It’s time the Golf and co were more adventurous

Updated: 26 January 2015

It used to be called the Escort class. Might sound like a euphemism for the kerbcrawling demographic but we’re talking about C-segment cars, that today you might call the Golf club or Focus group. And I think it needs a kick in the arse.

Why? Well, I just took delivery of a new Golf. Mk6, they call it. And it’s a very lovely car, just like a Mk5 (a heavily facelifted version of which it actually is) but with a level of finish that puts you in mind of the Mk4. And it moves the game on not a jot.

Yes, it’s probably the class leader, which is a bit like saying Heinz makes the best baked beans – there are few dunces in this class but it’s not exactly packed with Oxbridge candidates either. And that really shouldn’t be the case, when these are the kind of cars that real people actually buy with their own money.

Take a look at the D-segment. Under threat of extinction, all the mainstream manufacturers have been trying out of their skin. Result? Omnicompetent Ford Mondeo, super-stylish Vauxhall Insignia, mollifying Citroen C5, archly different Skoda Superb: supermarket brands that truly challenge the premium set by getting close on quality and style or by pummelling them on usefulness and practicality.

Their equivalents in a smaller size? I can think of none. The Focus Mk2 lost the ballsiness of the Mk1, Nissan’s Qashqai looks all SUV but is actually no more useful for it, and the new Renault Megane looks meeker than before but shares the old car’s underpinnings (hardly what you’d call progress). Seat Leon? Less radical than it looks. Volvo C30? Yeah, right. Subaru Impreza? Let me know if you see one without a turbo.

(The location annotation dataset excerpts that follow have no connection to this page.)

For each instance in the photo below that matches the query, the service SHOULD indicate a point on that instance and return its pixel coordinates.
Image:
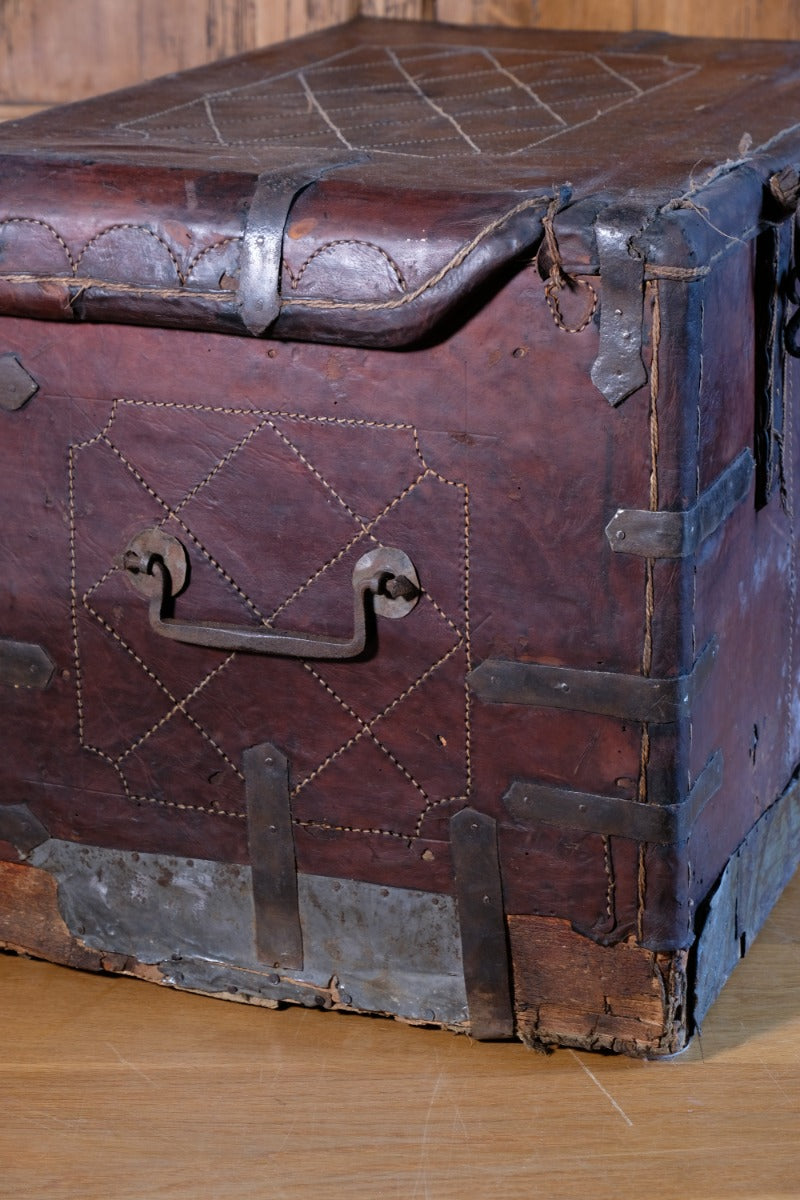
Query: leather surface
(486, 454)
(461, 137)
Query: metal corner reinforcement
(679, 534)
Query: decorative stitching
(179, 706)
(49, 228)
(208, 250)
(431, 282)
(366, 727)
(137, 228)
(170, 513)
(649, 597)
(611, 889)
(295, 277)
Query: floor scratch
(131, 1065)
(597, 1084)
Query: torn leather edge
(530, 803)
(608, 693)
(481, 918)
(661, 534)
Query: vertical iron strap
(485, 947)
(278, 935)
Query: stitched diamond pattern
(425, 101)
(272, 533)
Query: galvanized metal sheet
(531, 803)
(613, 694)
(367, 947)
(481, 915)
(679, 534)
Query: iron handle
(384, 580)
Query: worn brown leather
(483, 449)
(459, 138)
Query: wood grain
(116, 1087)
(53, 52)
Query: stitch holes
(551, 269)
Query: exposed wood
(113, 1089)
(563, 981)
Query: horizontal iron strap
(530, 803)
(611, 693)
(679, 534)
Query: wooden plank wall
(52, 52)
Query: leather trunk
(400, 474)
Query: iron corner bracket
(679, 534)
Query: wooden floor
(115, 1089)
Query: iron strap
(679, 534)
(262, 253)
(611, 693)
(278, 935)
(530, 803)
(485, 952)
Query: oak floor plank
(114, 1087)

Even so-called superminis (they’re actually not that small, these days) are now so spacious, swift and refined that they’re treading on the toes of the next class up. Step forward (in hob-nailed boots) Ford Fiesta.

If any car has taken over the original Focus’s compelling package of challenging style, practical packaging and decent dynamics, it’s the Honda Civic. And it soon turns three years old, so it’s about time somebody else picked up the baton and put a bit of a sprint on.

Vauxhall, this year’s new Astra better be good.